Anticipa fraude electoral

Millones de ciudadanos estadunidense registrados en el padrón electoral han comenzado a recibir sus boletas de votación y a sufragar enviado su decisión por medio del servicio postal, como parte de las recomendaciones que hacen las autoridades de salud de sus estados para reducir los riesgos de contagio de covid-19. Consciente de que él representa la irreverencia y desdén de la pandemia y que sus seguidores lo emulan, Trump desde ya declara que por el voto anticipado a través del servicio postal habrá fraude en las elecciones. El presidente insiste en que los electores acudan en persona a las casillas para votar, que no hagan caso de los riesgos de contagio porque es más importante mantener la integridad del proceso democrático que se ve amenazado por el voto adelantado por medio del servicio postal. Al dar positivo a la prueba de covid-19, Trump se queda sin autoridad moral para presionar al sector ultraconservador de derecha, que también es el que tiene el menor nivel de educación, a que sin temor al virus arriesguen su salud y acudan a las casillas a sufragar personalmente. La pregunta que se hacen en Estados Unidos no es si se realizarán o no los otros dos debates presidenciales calendarizados para los días 15 y 22 de este mes de octubre, sino cuántos votantes arriesgarán su salud para votar en persona después del contagio de Trump.

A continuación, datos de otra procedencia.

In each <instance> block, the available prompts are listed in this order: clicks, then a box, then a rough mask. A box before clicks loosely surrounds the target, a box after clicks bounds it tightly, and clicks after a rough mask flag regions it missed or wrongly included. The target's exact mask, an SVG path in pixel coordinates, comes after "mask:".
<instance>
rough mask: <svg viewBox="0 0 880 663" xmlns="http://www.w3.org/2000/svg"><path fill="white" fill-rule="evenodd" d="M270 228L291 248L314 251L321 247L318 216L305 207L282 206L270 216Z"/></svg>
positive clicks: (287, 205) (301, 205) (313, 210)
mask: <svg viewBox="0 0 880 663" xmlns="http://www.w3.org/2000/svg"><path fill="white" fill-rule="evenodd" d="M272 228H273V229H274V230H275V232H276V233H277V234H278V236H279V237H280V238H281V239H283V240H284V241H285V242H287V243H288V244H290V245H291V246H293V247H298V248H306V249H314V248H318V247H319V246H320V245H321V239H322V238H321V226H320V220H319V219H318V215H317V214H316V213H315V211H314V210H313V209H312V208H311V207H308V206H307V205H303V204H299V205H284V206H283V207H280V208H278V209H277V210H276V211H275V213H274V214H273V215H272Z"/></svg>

Biden puede ser el mayor beneficiado si, por la plaga de coronavirus que afecta a los huéspedes y funcionarios de la Casa Blanca, más electores optan por votar a través del servicio postal y de manera anticipada. Queda en el aire la duda sobre si Trump puede verse por igual electoralmente beneficiado si se victimiza y, a sus 74 años, se recupera rauda y misteriosamente gracias a un remedio que, aunque no es garantizado científicamente, lo declara como la solución al mal.